Supervisors devoted much of their meeting time to roads and how the decisions they make affect the townships that go back into business in 2020.
Among those decisions is signage. Highway Superintendent Ann Chytka asked the board who will be responsible for road signs on township roads. She said Tory Penny, who takes care of the county’s signs, has been told two different things by the last two superintendents.
“We need to know so the townships can budget for them,” she said.
Dist. 1 Supervisor Cliff Morrow once served on the Arizona Township board. “Having been on both,” he said, “I don’t see how the townships can keep up with the regulations. You have to know what you’re doing.”
Road Foreman Dale Huffman said the county has been taking care of the job in all the townships the last couple of years.
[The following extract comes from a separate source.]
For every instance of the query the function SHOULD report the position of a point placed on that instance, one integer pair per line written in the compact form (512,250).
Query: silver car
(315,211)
He suggested continuing that practice but charging the townships to install signs on township roads.
Chytka said Penny’s most recent inventory showed 80 stop signs in the county need replaced. Signs run about $27, the posts are another $16.
Dist. 7 Supervisor Carl Pearson said $50 to install a sign wasn’t an unreasonable rate.
Chytka said she’d work up a proposal for the board to address.
The board also will have to come up with a billing rate if the restarted townships want to contract with the county to maintain township roads. The county is now charging $90 an hour in the places where it already does that work, specifically Quinnebaugh Township. Conversely, Silver Creek Township hires its own contractor and pays $125 per hour.
The county’s road graders track their operational hours.
Dist. 4 Supervisor Paul Richards said an exact figure for time spent on particular roads, wouldn’t be needed. “If we can just get close, that’ll be a big help.
Board members also discussed equipment needs. While the board praised the efforts of county road crews to get the roads open in a timely manner following the Feb. 23 snowstorm, Dist. 6 Supervisor Gary Swanson said the crews probably could work more efficiently with one less road grader and one more payloader.
Dist. 5 Supervisor Dale Webster sees it the other way.
“I think they’re running with the minimum they can run,” Webster said. “When (the snow) comes, you can’t get enough equipment.”
He suggested paying off the contract on one of the county’s graders and then keeping instead of trading it in on a new model.
Board chairman Dave Schold said a decision on that front may have to wait until the townships get going.
The townships are required to file a budget this summer.